HOOFDSTUK 1 ALGEMENE BEPALINGEN
Artikel 1 Begripsomschrijving
- 1.
In deze verordening wordt verstaan onder:
- a.
wet: de Wet investeren in jongeren;
- b.
WIJ-norm: de op grond van hoofdstuk 4 van de wet op de jongere van toepassing zijnde norm, vermeerderd of verminderd met de op grond van dat hoofdstuk door het college vastgestelde toeslag of verlaging;
- c.
maatregel: de verlaging van de inkomensvoorziening op grond van artikel 41, eerste lid WIJ;
- d.
benadelingsbedrag: het bruto bedrag dat als gevolg van het niet of niet behoorlijk nakomen van de inlichtingenverplichting ten onrechte is verleend als inkomensvoorziening of werkleeraanbod op grond van de wet;
- e.
college: het college van burgemeester en wethouders van de gemeente IJsselstein.
- 2.
alle begrippen die in deze verordening worden gebruikt en niet nader worden omschreven hebben dezelfde betekenis als in de Wet investeren in jongeren en de Algemene wet bestuursrecht.
Artikel 2 Afstemming
- 1.
Onverminderd artikel 42 van de wet, verlaagt het college, overeenkomstig deze verordening, het bedrag van de toegekende inkomensvoorziening, indien de jongere naar het oordeel van het college de op hem rustende verplichtingen, bedoeld in hoofdstuk 5 van de wet, of de uit artikel 30c, tweede lid of derde lid, van de Wet structuur uitvoeringsorganisatie werk en inkomen voortvloeiende verplichtingen, niet of onvoldoende nakomt, dan wel zich jegens het college zeer ernstig misdraagt.
- 2.
Een maatregel wordt afgestemd op de ernst van de gedraging, de mate van verwijtbaarheid en de omstandigheden van de jongere en kan afwijken van de in deze verordening genormeerde maatregelen.
Artikel 3 Berekeningsgrondslag
De maatregel wordt toegepast op de WIJ-norm.

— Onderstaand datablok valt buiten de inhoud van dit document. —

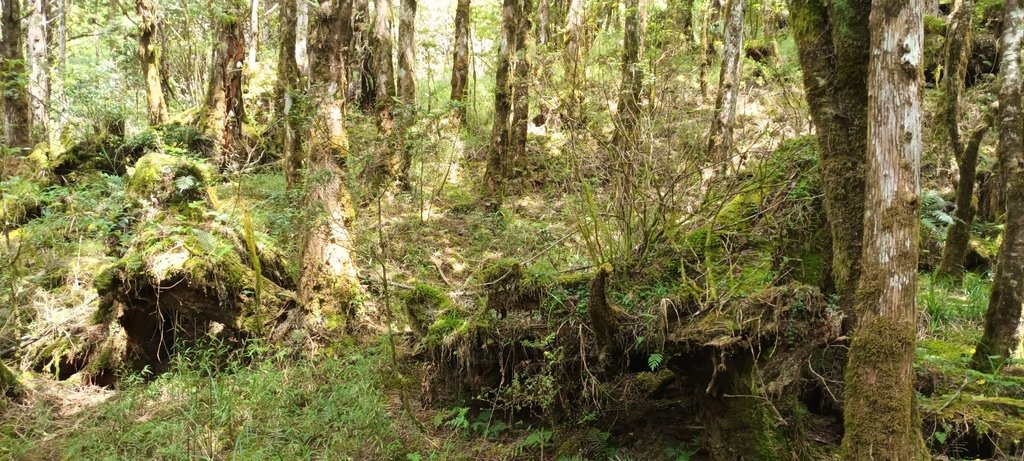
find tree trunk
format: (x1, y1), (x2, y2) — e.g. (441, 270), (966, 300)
(396, 0), (416, 191)
(790, 0), (870, 317)
(842, 0), (930, 460)
(708, 0), (745, 166)
(971, 0), (1024, 372)
(484, 0), (521, 207)
(28, 0), (50, 141)
(0, 0), (32, 149)
(200, 1), (246, 169)
(451, 0), (470, 123)
(298, 0), (358, 334)
(135, 0), (167, 126)
(274, 0), (304, 188)
(612, 0), (647, 151)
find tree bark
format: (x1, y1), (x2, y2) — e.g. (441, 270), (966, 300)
(790, 0), (870, 317)
(612, 0), (647, 151)
(0, 1), (32, 149)
(274, 0), (303, 188)
(135, 0), (167, 126)
(708, 0), (745, 166)
(298, 0), (358, 335)
(971, 0), (1024, 372)
(28, 0), (50, 141)
(200, 1), (246, 169)
(842, 0), (930, 460)
(451, 0), (470, 124)
(935, 0), (990, 280)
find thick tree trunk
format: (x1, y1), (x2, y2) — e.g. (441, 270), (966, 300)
(0, 1), (32, 149)
(935, 0), (989, 280)
(484, 0), (521, 210)
(135, 0), (167, 126)
(451, 0), (470, 123)
(842, 0), (930, 461)
(972, 0), (1024, 371)
(612, 0), (647, 151)
(790, 0), (870, 317)
(28, 0), (50, 141)
(200, 2), (246, 169)
(708, 0), (745, 166)
(274, 0), (303, 188)
(298, 0), (358, 334)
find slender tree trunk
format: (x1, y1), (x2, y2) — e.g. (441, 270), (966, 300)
(200, 2), (246, 169)
(612, 0), (647, 150)
(451, 0), (470, 123)
(298, 0), (358, 334)
(935, 0), (990, 280)
(842, 0), (930, 460)
(972, 0), (1024, 372)
(708, 0), (745, 166)
(135, 0), (167, 126)
(396, 0), (417, 191)
(275, 0), (304, 188)
(484, 0), (521, 211)
(28, 0), (50, 141)
(0, 0), (32, 149)
(790, 0), (870, 317)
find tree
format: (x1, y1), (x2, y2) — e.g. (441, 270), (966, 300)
(274, 0), (303, 187)
(451, 0), (470, 123)
(971, 0), (1024, 371)
(298, 0), (358, 334)
(842, 0), (930, 460)
(790, 0), (870, 315)
(200, 0), (246, 169)
(28, 0), (50, 141)
(0, 0), (32, 148)
(612, 0), (647, 150)
(135, 0), (167, 125)
(708, 0), (745, 166)
(935, 0), (991, 280)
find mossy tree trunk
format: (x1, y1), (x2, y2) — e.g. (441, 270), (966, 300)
(972, 0), (1024, 371)
(298, 1), (358, 334)
(275, 0), (303, 188)
(790, 0), (871, 319)
(612, 0), (647, 151)
(135, 0), (167, 126)
(935, 0), (989, 280)
(200, 0), (246, 169)
(451, 0), (470, 124)
(708, 0), (745, 166)
(397, 0), (417, 191)
(27, 0), (50, 141)
(842, 0), (929, 460)
(0, 1), (32, 149)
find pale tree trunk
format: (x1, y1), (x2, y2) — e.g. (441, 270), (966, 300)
(451, 0), (470, 123)
(935, 0), (990, 280)
(248, 0), (260, 69)
(298, 0), (358, 336)
(842, 0), (931, 461)
(972, 0), (1024, 372)
(612, 0), (647, 150)
(483, 0), (521, 211)
(200, 1), (246, 169)
(396, 0), (417, 191)
(788, 0), (871, 315)
(274, 0), (304, 188)
(0, 0), (32, 149)
(135, 0), (167, 126)
(562, 0), (585, 126)
(28, 0), (50, 141)
(708, 0), (745, 166)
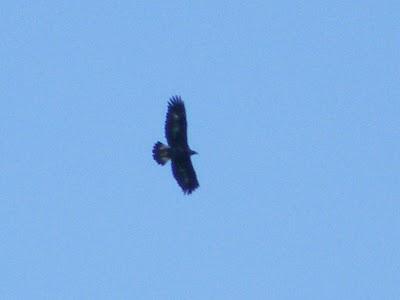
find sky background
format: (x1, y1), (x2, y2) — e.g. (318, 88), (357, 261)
(0, 0), (400, 300)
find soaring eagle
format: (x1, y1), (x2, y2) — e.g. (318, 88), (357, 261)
(153, 96), (199, 194)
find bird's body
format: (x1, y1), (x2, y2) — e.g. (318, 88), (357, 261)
(153, 96), (199, 194)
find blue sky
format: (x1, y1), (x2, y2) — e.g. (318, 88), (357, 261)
(0, 1), (400, 300)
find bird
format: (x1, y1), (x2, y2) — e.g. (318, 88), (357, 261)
(153, 96), (199, 194)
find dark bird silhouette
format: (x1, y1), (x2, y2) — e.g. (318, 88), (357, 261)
(153, 96), (199, 194)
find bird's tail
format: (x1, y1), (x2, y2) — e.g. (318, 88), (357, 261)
(153, 142), (171, 165)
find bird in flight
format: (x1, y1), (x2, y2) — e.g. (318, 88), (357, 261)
(153, 96), (199, 194)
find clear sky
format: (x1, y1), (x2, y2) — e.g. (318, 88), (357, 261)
(0, 0), (400, 300)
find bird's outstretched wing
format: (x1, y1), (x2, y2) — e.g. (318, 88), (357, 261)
(165, 96), (188, 148)
(172, 156), (199, 194)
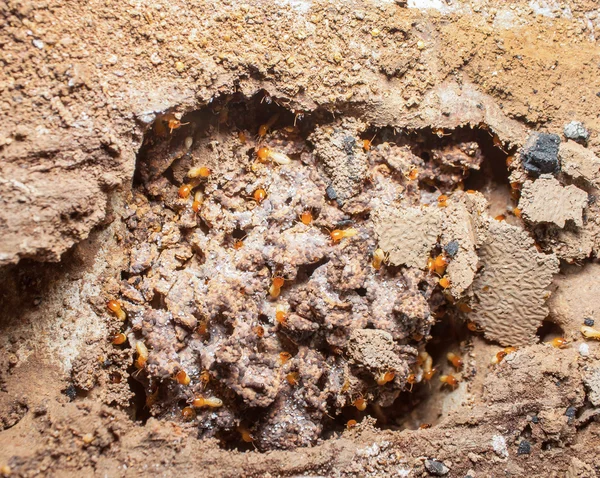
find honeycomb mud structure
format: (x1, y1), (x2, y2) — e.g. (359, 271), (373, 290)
(104, 91), (558, 451)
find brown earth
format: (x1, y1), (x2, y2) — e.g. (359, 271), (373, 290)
(0, 1), (600, 477)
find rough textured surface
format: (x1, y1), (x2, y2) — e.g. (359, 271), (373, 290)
(558, 141), (600, 187)
(374, 206), (442, 269)
(468, 221), (558, 346)
(519, 174), (588, 227)
(0, 0), (600, 478)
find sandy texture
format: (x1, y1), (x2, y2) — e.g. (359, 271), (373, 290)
(519, 174), (588, 227)
(558, 141), (600, 187)
(0, 0), (600, 478)
(468, 221), (558, 346)
(374, 207), (442, 269)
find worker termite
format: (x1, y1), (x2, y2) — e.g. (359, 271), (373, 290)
(258, 113), (279, 138)
(181, 407), (196, 422)
(200, 369), (210, 388)
(269, 277), (285, 299)
(135, 340), (148, 369)
(547, 337), (569, 349)
(256, 146), (292, 165)
(438, 276), (450, 289)
(371, 248), (387, 271)
(491, 347), (517, 365)
(330, 227), (358, 243)
(346, 420), (358, 429)
(275, 304), (287, 325)
(192, 191), (204, 213)
(579, 325), (600, 340)
(440, 374), (458, 388)
(252, 188), (267, 203)
(177, 184), (193, 199)
(175, 370), (191, 386)
(279, 352), (292, 365)
(237, 425), (254, 443)
(192, 396), (223, 408)
(252, 325), (265, 338)
(375, 372), (396, 386)
(446, 352), (463, 370)
(112, 332), (127, 345)
(188, 166), (210, 179)
(285, 372), (300, 387)
(106, 300), (127, 321)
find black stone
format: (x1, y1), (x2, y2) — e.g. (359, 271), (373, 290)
(325, 185), (337, 199)
(425, 459), (450, 476)
(63, 384), (77, 402)
(517, 440), (531, 455)
(444, 239), (459, 257)
(521, 133), (560, 176)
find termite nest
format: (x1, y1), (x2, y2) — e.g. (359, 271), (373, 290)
(106, 92), (504, 451)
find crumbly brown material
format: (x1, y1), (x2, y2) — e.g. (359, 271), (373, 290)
(519, 174), (588, 227)
(468, 220), (558, 346)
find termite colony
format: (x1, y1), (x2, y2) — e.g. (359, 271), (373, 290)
(107, 93), (508, 450)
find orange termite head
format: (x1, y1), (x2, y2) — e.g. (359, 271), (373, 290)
(423, 368), (437, 382)
(178, 184), (192, 199)
(252, 325), (265, 338)
(440, 374), (458, 388)
(300, 211), (313, 226)
(446, 352), (463, 370)
(256, 146), (271, 161)
(550, 337), (569, 349)
(330, 227), (358, 242)
(371, 248), (385, 271)
(275, 304), (286, 324)
(237, 425), (254, 443)
(112, 332), (127, 345)
(439, 276), (450, 289)
(353, 397), (367, 412)
(285, 372), (300, 387)
(252, 188), (267, 202)
(181, 407), (196, 422)
(106, 300), (127, 320)
(175, 370), (191, 386)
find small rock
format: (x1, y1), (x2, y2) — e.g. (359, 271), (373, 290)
(444, 239), (459, 258)
(579, 342), (590, 357)
(521, 133), (560, 176)
(517, 440), (531, 455)
(563, 121), (590, 143)
(425, 459), (450, 476)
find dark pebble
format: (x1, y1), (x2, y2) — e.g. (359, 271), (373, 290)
(521, 133), (560, 176)
(517, 440), (531, 455)
(444, 239), (459, 257)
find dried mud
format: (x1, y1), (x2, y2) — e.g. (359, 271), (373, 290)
(0, 0), (600, 478)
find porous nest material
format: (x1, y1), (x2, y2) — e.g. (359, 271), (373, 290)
(558, 141), (600, 187)
(465, 220), (558, 345)
(519, 174), (588, 227)
(308, 118), (367, 204)
(113, 106), (467, 450)
(373, 206), (443, 269)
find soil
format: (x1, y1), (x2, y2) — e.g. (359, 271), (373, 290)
(0, 0), (600, 478)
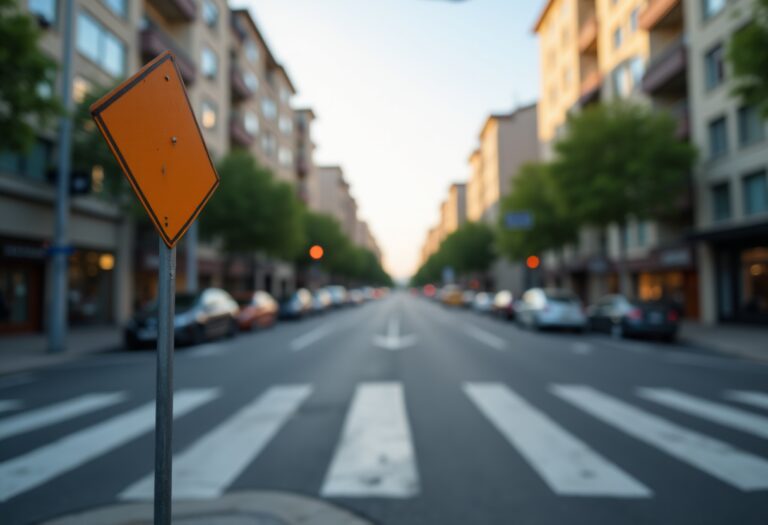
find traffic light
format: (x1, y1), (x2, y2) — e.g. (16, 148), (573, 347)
(309, 244), (324, 261)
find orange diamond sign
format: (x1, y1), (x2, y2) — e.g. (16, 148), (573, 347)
(90, 51), (219, 248)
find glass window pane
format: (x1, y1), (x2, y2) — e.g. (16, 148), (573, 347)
(743, 171), (768, 215)
(77, 12), (100, 64)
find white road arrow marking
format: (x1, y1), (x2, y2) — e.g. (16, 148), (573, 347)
(373, 317), (416, 351)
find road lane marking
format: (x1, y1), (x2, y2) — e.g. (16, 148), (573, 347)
(321, 383), (419, 498)
(638, 388), (768, 439)
(464, 324), (507, 350)
(0, 399), (23, 414)
(725, 390), (768, 410)
(0, 389), (218, 501)
(120, 385), (312, 500)
(552, 385), (768, 491)
(291, 323), (333, 352)
(464, 383), (652, 498)
(571, 342), (595, 355)
(0, 392), (127, 439)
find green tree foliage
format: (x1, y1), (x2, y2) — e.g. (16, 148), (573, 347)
(728, 0), (768, 118)
(412, 222), (496, 285)
(0, 0), (61, 151)
(552, 102), (696, 293)
(497, 164), (578, 260)
(200, 150), (304, 259)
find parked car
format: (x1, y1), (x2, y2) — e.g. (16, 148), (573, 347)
(125, 288), (239, 348)
(587, 294), (680, 341)
(326, 285), (349, 308)
(472, 292), (493, 313)
(235, 291), (280, 330)
(515, 288), (587, 331)
(279, 288), (312, 319)
(440, 284), (464, 306)
(493, 290), (515, 319)
(312, 288), (333, 313)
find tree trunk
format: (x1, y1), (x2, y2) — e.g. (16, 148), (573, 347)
(616, 222), (635, 299)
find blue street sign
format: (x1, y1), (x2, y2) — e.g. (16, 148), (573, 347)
(504, 211), (533, 230)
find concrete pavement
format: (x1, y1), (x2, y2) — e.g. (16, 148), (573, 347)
(0, 295), (768, 525)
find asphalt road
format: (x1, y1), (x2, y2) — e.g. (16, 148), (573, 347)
(0, 293), (768, 525)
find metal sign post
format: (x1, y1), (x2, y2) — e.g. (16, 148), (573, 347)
(90, 51), (219, 525)
(155, 239), (176, 525)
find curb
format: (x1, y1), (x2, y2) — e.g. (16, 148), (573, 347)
(43, 491), (374, 525)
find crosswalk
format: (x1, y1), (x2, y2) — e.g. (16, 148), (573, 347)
(0, 382), (768, 502)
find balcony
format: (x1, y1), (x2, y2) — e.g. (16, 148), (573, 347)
(638, 0), (683, 31)
(148, 0), (197, 22)
(643, 39), (688, 97)
(229, 66), (253, 101)
(139, 20), (197, 85)
(579, 70), (603, 106)
(579, 15), (597, 53)
(229, 115), (253, 148)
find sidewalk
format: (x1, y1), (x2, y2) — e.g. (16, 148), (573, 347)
(679, 321), (768, 362)
(46, 491), (373, 525)
(0, 326), (123, 375)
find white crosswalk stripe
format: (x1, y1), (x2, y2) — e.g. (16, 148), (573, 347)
(0, 392), (126, 439)
(725, 390), (768, 410)
(120, 385), (312, 500)
(0, 389), (218, 501)
(321, 383), (419, 498)
(464, 383), (651, 498)
(0, 399), (22, 414)
(638, 388), (768, 439)
(552, 385), (768, 491)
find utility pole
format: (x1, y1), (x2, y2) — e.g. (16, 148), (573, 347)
(48, 0), (75, 354)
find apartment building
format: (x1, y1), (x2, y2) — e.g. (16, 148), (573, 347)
(466, 104), (539, 224)
(0, 0), (312, 333)
(680, 0), (768, 324)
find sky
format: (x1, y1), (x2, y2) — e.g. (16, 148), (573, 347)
(232, 0), (543, 278)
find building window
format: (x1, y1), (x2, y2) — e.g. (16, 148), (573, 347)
(261, 97), (277, 120)
(712, 182), (731, 222)
(243, 110), (259, 136)
(200, 100), (218, 129)
(203, 0), (219, 29)
(102, 0), (128, 18)
(742, 170), (768, 216)
(280, 115), (293, 135)
(277, 147), (293, 168)
(77, 11), (125, 77)
(200, 47), (219, 78)
(243, 71), (259, 93)
(245, 40), (259, 64)
(27, 0), (59, 25)
(701, 0), (726, 20)
(704, 44), (725, 89)
(709, 116), (728, 159)
(261, 132), (277, 157)
(738, 106), (765, 147)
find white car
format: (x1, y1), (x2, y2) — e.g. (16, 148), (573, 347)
(516, 288), (587, 331)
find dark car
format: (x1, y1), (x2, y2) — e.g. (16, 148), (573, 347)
(125, 288), (239, 348)
(587, 294), (680, 341)
(280, 288), (313, 319)
(236, 291), (278, 330)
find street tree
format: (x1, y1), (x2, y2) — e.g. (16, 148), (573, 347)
(0, 0), (62, 152)
(497, 163), (578, 261)
(727, 0), (768, 118)
(200, 150), (304, 260)
(552, 102), (695, 294)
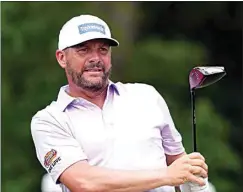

Artikel 4 Afzien van het opleggen van een maatregel
- 1.
Het college ziet af van het opleggen van een maatregel indien:
- a.
de gedraging meer dan een jaar voor constatering ervan door het college heeft plaatsgevonden, tenzij de gedraging een schending van de inlichtingenplicht inhoudt en als gevolg van die gedraging ten onrechte een inkomensvoorziening is verleend. Een maatregel wegens schending van de inlichtingenplicht wordt niet opgelegd na vijf jaren nadat de betreffende gedraging heeft plaatsgevonden.
- b.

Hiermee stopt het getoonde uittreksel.